Con o senza James Cameron al timone (o dietro le quinte a coscrivere e produrre il film, come in questo caso), Hollywood è risoluta nel suo proposito di non lasciare andare Terminator e di continuare a portarlo sul grande schermo. Dopo il disastroso Terminator: Genisys sembrava d'obbligo calare il sipario e staccare la spina, invece no. Il paziente terminale rimane in vita ma, per nostra fortuna, arriva un'iniezione d'idee che vanno nella giusta direzione e di nuovi personaggi quantomeno non intollerabili.
Con il suo approccio vecchia maniera, Terminator: Destino oscuro si lascia vedere con agio e dimostra di aver capito cosa significhi portare un film d'azione al cinema nel 2019. Non si muove con raffinatezza, anzi: nel ricalibrare il lato femminile della saga aggiornandolo agli standard di questo decennio colpisce soprattutto per la sua grossolana irruenza.
Tuttavia si è portati a perdonargli tanto di fronte alla sua volontà - purtroppo ancora non così frequente, nemmeno nel 2019 - di mettere al centro tre donne combattive, di cui una è Linda Hamilton over 60 ma ancora tostissima, affiancata dalla sempre troppo sottoutilizzata Mackenzie Davis e da Natalia Reyes.
Apocalisse vecchia maniera
Pur conoscendo il suo mestiere, Tim Miller non è James Cameron.
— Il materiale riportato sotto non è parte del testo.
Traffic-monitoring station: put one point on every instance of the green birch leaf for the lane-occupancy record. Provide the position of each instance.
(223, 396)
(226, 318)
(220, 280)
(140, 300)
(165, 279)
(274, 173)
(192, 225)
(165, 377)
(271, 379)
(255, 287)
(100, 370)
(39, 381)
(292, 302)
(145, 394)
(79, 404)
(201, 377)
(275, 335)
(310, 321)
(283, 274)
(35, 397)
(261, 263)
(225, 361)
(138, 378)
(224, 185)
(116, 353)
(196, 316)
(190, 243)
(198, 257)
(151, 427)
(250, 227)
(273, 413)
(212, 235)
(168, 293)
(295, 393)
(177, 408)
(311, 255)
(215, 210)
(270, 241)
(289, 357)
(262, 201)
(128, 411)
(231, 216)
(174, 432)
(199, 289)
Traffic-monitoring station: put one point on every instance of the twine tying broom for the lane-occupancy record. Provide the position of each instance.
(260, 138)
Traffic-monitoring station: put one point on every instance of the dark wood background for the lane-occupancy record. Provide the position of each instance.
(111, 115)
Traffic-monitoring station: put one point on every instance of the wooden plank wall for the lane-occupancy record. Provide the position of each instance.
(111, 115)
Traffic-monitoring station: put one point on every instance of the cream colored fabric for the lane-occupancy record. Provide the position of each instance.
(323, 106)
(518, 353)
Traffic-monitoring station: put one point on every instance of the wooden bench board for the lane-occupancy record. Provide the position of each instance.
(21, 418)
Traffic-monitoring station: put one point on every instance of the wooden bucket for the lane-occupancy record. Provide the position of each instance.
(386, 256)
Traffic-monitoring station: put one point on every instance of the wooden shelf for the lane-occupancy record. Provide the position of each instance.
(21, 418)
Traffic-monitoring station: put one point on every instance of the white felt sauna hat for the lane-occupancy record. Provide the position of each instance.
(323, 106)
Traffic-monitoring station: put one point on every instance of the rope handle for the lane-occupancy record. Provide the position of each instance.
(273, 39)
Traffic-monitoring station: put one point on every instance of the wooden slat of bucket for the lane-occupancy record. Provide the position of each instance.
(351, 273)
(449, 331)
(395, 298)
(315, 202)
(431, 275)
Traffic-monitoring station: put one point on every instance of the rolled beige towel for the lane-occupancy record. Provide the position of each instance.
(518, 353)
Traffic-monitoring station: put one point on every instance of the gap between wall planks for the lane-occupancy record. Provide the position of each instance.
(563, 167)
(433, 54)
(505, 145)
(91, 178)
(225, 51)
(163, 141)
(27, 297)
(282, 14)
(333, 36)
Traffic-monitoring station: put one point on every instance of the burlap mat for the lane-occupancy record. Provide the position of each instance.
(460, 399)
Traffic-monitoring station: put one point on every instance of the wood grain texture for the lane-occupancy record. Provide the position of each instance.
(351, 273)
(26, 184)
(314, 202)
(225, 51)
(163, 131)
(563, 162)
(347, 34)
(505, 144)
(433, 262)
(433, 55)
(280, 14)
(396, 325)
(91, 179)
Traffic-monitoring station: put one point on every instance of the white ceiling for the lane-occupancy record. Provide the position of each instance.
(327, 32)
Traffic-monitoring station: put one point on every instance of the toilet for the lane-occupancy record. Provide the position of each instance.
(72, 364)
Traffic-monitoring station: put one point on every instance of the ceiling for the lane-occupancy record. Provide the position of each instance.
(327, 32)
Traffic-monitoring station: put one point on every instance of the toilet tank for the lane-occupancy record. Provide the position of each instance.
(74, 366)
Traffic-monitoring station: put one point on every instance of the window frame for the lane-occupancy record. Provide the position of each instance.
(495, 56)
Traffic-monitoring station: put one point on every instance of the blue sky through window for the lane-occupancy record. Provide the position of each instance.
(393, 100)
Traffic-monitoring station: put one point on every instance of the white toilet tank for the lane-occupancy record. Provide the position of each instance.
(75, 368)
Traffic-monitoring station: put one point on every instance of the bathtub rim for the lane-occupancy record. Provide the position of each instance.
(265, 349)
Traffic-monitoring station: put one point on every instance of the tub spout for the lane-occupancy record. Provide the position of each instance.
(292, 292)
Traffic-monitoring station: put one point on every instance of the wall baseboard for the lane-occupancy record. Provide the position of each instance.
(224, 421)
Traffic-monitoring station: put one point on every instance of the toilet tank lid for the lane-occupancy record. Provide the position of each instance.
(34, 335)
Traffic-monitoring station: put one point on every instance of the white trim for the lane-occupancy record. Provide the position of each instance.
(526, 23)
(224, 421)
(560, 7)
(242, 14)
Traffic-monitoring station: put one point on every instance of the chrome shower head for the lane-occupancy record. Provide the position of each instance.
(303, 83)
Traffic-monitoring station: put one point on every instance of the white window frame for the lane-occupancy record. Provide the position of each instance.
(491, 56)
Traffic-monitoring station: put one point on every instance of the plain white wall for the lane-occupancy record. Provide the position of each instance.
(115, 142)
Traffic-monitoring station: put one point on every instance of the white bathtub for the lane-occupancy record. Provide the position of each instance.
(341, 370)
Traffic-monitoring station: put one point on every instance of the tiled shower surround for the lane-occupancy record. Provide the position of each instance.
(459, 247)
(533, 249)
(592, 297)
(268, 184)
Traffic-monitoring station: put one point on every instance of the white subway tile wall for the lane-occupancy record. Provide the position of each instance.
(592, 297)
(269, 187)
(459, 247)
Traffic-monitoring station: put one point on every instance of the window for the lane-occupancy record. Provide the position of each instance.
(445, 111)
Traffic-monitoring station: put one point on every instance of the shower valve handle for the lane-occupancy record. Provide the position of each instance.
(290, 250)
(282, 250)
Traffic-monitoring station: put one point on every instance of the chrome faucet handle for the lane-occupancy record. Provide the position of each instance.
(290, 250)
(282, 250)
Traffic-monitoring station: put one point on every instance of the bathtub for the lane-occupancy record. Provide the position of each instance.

Il confronto tra i Terminator dei due registi sintetizza un po' tutto quello che c'è da dire su Destino oscuro, che di fatto ripercorre le tappe dei primi due storici film del franchise, senza però poter vantare la medesima freschezza, genialità ed energia. Gabriel Luna è chiamato ad essere il Terminator inarrestabile della situazione, che vuole uccidere una giovane messicana di nome Daniella (Natalia Reyes). Non ci vuole poi molto a intuire che l'umana potenziata Grace (Mackenzie Davis) è stata mandata dal futuro per proteggerla, in quanto la giovane donna sarà una figura chiave per la salvezza del genere umano.
Stavolta Skynet non c'entra. Cambia il nome, Legion, e cambiano le caratteristiche di un Terminator più tecnologico e inarrestabile, ma anche decisamente anonimo. Il Rev9 scatenato contro Daniella, Grace e una Sarah tornata a "terminare i terminatori" e salvare innocenti è troppo generico, un banale ingranaggio per mandare avanti la storia, lontanissimo dall'essere un personaggio di cui ci importi qualcosa.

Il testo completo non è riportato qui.